Both the action potential duration and the phasic and tonic components of contraction were influenced by the frequency of stimulation. Increasing the stimulation frequency from 0.5 to 1.5 Hz caused the action potential duration to decrease (Figure 3⇓, top). Additionally, this increase in stimulation frequency also caused a decrease in the magnitude of the phasic component of contraction and the shortening and eventual elimination of the tonic portion of the contraction (Figure 3⇓, bottom). These results strongly support the idea that voltage-dependent processes determine the tonic component of contraction and influence the phasic component of contraction.
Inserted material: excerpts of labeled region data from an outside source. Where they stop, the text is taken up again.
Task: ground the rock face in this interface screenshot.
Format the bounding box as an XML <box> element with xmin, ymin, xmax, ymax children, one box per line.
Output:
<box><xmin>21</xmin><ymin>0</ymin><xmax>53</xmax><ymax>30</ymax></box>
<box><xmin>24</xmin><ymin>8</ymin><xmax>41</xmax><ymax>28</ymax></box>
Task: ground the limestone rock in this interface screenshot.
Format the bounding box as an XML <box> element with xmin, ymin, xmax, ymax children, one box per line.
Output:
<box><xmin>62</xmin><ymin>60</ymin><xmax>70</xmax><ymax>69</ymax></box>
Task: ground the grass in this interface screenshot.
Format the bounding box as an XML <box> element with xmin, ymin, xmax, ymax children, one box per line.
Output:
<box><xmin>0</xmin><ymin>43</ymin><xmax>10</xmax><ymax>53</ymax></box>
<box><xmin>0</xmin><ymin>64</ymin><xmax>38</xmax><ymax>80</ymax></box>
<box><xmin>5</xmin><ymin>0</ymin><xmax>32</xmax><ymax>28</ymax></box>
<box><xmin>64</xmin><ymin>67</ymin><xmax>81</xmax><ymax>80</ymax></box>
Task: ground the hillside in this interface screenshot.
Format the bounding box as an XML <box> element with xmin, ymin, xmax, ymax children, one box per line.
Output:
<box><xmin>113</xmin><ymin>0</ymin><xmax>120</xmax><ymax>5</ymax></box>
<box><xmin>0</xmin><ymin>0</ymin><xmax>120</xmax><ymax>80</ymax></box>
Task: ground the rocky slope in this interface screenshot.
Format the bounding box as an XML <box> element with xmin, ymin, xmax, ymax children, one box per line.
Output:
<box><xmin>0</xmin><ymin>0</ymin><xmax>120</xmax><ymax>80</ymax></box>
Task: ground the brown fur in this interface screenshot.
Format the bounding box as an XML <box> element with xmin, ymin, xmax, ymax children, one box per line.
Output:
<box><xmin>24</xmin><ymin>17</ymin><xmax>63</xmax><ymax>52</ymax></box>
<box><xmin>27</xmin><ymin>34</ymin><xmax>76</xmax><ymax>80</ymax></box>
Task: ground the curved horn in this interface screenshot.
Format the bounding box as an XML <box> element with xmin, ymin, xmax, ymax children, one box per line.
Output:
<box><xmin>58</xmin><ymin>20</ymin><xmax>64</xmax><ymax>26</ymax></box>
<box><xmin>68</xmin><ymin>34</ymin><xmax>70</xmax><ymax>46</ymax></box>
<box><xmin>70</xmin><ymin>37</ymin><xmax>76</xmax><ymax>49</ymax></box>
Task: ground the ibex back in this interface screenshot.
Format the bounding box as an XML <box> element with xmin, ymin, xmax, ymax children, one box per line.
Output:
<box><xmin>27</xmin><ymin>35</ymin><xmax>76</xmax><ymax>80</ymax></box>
Caffeine-Induced Ca2+ Transients
The magnitude of the phasic component of the Ca2+ transients in failing human myocytes is smaller than what we have observed in normal myocytes from other species studied under identical experimental conditions.26 The idea that peak systolic Ca2+ is smaller than normal in failing human ventricular myocytes is also well supported by a number of studies from other laboratories.12 27 28 The reduced peak systolic Ca2+ of failing human myocytes could result from defects in Ca2+ influx, excitation-contraction coupling, and/or SR Ca2+ loading. We studied the idea that the amount of Ca2+ in the SR is abnormal by inducing full SR Ca2+ release with a caffeine spritz that was substituted for an action potential.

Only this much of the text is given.